When the “Substance Is Apparent” Argument Is Risky
- Do not assume the appellate court will infer the witness’s answer from counsel’s question.
- Do not rely on context unless the record unmistakably reveals the testimony’s substance.
- Do not wait until appeal to articulate the hearsay exception or non-hearsay purpose.
- Do not confuse a suggestive question with an adequate offer of proof.
- When in doubt, make the offer.
Impeachment with Prior Inconsistent Statements
- Identify the statement with sufficient detail: content, timing, place, and recipient.
- Confront the witness with the prior statement before offering extrinsic evidence.
- Give the witness a fair chance to admit, deny, or explain.
- Preserve the exact inconsistency in the record.
- If the court excludes the impeachment witness, make an offer of proof from that witness too.
Family Law Trial Uses
- In a custody case, preserve excluded testimony about coaching, bias, influence, or motive to fabricate.
- In a family-violence hearing, preserve excluded testimony about prior inconsistent descriptions of dates, injuries, or witnesses.

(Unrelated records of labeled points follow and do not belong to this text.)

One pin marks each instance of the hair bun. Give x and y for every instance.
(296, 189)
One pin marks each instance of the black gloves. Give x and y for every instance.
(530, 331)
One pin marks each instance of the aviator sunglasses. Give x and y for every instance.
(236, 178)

- In a property case, preserve excluded testimony about admissions regarding ownership, reimbursement, concealment, or intent.
- In a fee dispute, preserve excluded statements about who agreed to pay fees and why.
- In modification and enforcement proceedings, preserve excluded testimony about communications bearing on intent, notice, or compliance.
Avoiding the Non-Prevailing Party’s Mistake
- Never stop after “objection sustained.”
- Never assume the appellate court knows what the witness would have said.
- Never separate admissibility arguments from preservation mechanics.
- Never attempt extrinsic impeachment without laying the Rule 613 foundation.
- Never leave the courtroom without confirming the excluded evidence is in the record in some form.
Citation
Linh Hong Dang v. State of Texas, Nos. 05-25-00430-CR & 05-25-00466-CR, ___ S.W.3d ___, 2026 WL ___ (Tex. App.—Dallas May 21, 2026, no pet. h.) (mem. op.).
Full Opinion
Family Law Crossover
This criminal ruling is easily weaponized in Texas divorce and custody litigation because it is fundamentally about shutting down appellate complaints before they start. If your opposing counsel fails to make an offer of proof after exclusion of testimony about parental alienation, therapist influence, false-report motive, hidden-asset admissions, fee arrangements, or chronology inconsistencies, you should be thinking immediately about preservation failure on appeal. Conversely, if you are the proponent of the evidence, Dang is a warning that appellate merit does not matter unless the record captures the excluded substance with precision. In high-conflict family cases, where judges often make fast evidentiary calls and credibility drives outcome, Dang is less about evidence doctrine than about leverage: the lawyer who preserves the record controls the appellate battlefield.